The person asked me again if it were possible to use the nucleator to estimate perimeter. I needed a quick demonstration that it was simply not possible to use the nucleator probe for that purpose.

I drew a circle on a piece of paper.

“See this circle”, I said. “The circle is interesting because it has the least perimeter for the area that is enclosed. A circle is easy to draw, because all you have to do is use a compass or string to keep the radius fixed and swing around a point to draw the circle.”

I saw a glimmer of understanding, a glimmer of what I was about to do.

“Think of a gear,” I began. “Let me draw a gear inside of the circle.
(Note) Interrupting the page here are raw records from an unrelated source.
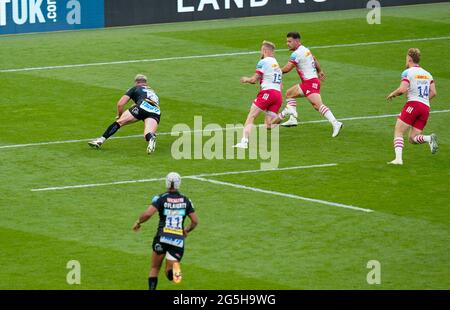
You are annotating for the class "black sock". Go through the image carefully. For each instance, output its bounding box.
[166,269,173,281]
[145,132,155,142]
[148,277,158,291]
[103,122,120,139]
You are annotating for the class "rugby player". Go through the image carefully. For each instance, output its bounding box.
[234,41,283,149]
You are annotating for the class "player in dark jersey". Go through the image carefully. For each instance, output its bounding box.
[133,172,198,290]
[88,74,161,154]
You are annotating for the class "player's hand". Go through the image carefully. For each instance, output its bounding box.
[133,221,141,232]
[319,71,327,81]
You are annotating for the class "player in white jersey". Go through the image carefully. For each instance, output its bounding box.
[234,41,283,149]
[280,32,343,138]
[387,48,438,165]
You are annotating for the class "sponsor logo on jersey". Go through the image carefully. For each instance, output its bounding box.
[163,227,183,236]
[159,236,184,248]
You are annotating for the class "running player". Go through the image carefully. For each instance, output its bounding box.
[387,48,438,165]
[88,74,161,154]
[234,41,283,149]
[279,32,343,138]
[133,172,198,290]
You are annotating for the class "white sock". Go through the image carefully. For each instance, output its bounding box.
[286,98,297,110]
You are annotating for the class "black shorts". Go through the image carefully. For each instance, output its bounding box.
[128,105,161,124]
[152,236,184,262]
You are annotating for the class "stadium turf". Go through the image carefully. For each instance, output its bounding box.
[0,3,450,290]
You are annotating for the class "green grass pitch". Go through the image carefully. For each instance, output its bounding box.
[0,3,450,290]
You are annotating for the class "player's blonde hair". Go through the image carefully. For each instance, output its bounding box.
[134,73,147,82]
[408,48,420,64]
[262,40,275,51]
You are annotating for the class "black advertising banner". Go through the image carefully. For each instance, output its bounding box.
[105,0,446,27]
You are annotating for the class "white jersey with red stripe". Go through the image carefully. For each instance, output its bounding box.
[289,45,319,81]
[256,57,283,91]
[402,67,434,106]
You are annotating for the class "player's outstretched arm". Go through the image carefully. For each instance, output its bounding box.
[133,205,158,232]
[241,73,261,84]
[386,81,409,100]
[116,95,130,119]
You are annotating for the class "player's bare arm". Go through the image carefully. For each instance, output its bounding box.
[386,81,409,100]
[241,73,261,84]
[313,56,326,81]
[281,62,295,74]
[183,212,198,237]
[116,95,131,119]
[133,205,158,232]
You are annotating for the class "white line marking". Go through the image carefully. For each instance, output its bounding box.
[191,177,374,212]
[0,110,450,150]
[31,164,337,192]
[0,36,450,73]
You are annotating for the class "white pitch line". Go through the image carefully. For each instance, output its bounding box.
[0,36,450,73]
[191,177,374,212]
[0,110,450,150]
[31,164,337,192]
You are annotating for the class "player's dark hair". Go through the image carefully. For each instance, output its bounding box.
[286,31,301,40]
It is pretty clear that the radius of the gear is always smaller than the radius of the circle. Despite it being smaller it should be clear that I can make the perimeter of the gear as long as I want by getting as jaggy as I want.”

“That’s really obvious”, was the response.

In a few strokes of a pen I was able to demonstrate that the radius of the object was not related to the perimeter.

“OK?”, was the next thing I heard.

Sure it was true that the radius did not seem to be related to the perimeter if the measurements were taken from the center of the figure, but I could see what was coming next.

“You measured the radius from the center, didn’t you?”

“That’s right”, I said.

“But isn’t the nucleator unbiased on average?”

Here was the problem: why is it claimed that the nucleator is unbiased?

“There are two types of sterological probes. Most people are familiar with the probes like the counting frame or points. The other type of probe is part of local stereology. Local does not mean for small things. It means that the probe is based on the use of reference points. In the case of the nucleator the reference point is the nucleolus. The nucleator must be unbiased for the estimates made at every possible point, not the estimates made across all points.”

“To be unbiased the nucleator has to be unbiased at the center, and at every other point that is chosen. So if the nucleator is not unbiased at the center, then it is not unbiased.”

I almost missed that important qualifier.

“I meant to say unbiased in estimating perimeter.”